Mathematical foundation of sparsity-based multi-illumination super-resolution

It is well-known that the resolution of a traditional optical imaging system is limited by the so-called Rayleigh limit, which is of several hundreds of nanometers. By employing fluorescence techniques, modern microscopic methods can resolve point scatterers separated much lower than the Rayleigh limit. Localization-based fluorescence subwavelength imaging techniques such as PALM and STORM can achieve a spatial resolution of several tens of nanometers. However, these techniques have limited temporal resolution as they require tens of thousands of exposures. Employing sparsity-based models and recovery algorithms is a natural way to reduce the number of exposures and hence obtain high temporal resolution. Recently, a new multi-illumination imaging technique called Brownian Excitation Amplitude Modulation microscopy (BEAM) is introduced. BEAM achieves a threefold resolution improvement by applying a compressive sensing recovery algorithm over only few frames. Motivated by BEAM, our aim in this paper is to pioneer the mathematical foundation for sparsity-based multi-illumination super-resolution. We consider several diffraction-limited images from samples exposed to different illumination patterns and recover the source by considering the sparsest solution.

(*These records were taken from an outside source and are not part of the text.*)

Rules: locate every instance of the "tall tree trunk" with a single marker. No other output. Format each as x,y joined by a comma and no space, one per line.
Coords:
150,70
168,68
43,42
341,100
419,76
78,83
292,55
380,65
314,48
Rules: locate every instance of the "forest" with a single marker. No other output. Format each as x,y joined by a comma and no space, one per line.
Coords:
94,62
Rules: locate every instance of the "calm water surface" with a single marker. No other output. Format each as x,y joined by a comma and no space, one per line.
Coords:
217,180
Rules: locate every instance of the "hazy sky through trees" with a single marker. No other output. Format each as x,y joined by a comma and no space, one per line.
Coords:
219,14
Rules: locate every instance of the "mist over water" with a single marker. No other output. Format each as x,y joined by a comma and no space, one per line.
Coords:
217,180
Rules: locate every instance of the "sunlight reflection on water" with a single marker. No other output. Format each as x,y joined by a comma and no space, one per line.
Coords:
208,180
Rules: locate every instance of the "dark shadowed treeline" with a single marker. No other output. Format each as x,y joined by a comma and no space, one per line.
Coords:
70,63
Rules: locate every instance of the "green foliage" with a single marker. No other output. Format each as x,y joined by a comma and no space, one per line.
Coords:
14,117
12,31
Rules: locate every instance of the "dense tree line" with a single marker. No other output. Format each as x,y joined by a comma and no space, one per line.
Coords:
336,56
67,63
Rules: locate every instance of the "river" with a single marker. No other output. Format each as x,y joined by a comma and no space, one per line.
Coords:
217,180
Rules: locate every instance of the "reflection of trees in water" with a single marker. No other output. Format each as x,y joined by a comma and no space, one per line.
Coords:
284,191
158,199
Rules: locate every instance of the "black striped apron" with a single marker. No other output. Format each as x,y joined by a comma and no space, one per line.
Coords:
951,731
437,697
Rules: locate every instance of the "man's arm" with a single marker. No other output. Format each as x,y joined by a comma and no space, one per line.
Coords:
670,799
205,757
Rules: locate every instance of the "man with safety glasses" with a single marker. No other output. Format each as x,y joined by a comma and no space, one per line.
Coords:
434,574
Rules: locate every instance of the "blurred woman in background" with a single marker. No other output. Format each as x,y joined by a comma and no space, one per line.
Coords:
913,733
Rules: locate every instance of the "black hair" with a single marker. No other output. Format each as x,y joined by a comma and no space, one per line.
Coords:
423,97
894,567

We estimate the minimum separation distance between point scatterers so that they could be stably recovered. By this estimation, we reveal the dependence of the resolution on the cut-off frequency of the imaging system, the SNR, the sparsity of point scatterers, and the incoherence of illumination patterns. Our theory particularly highlights the importance of the high incoherence of illumination patterns in enhancing the resolution. It also demonstrates that super-resolution can be achieved using sparsity-based multi-illumination imaging with very few frames, whereby the spatio-temporal super-resolution becomes possible.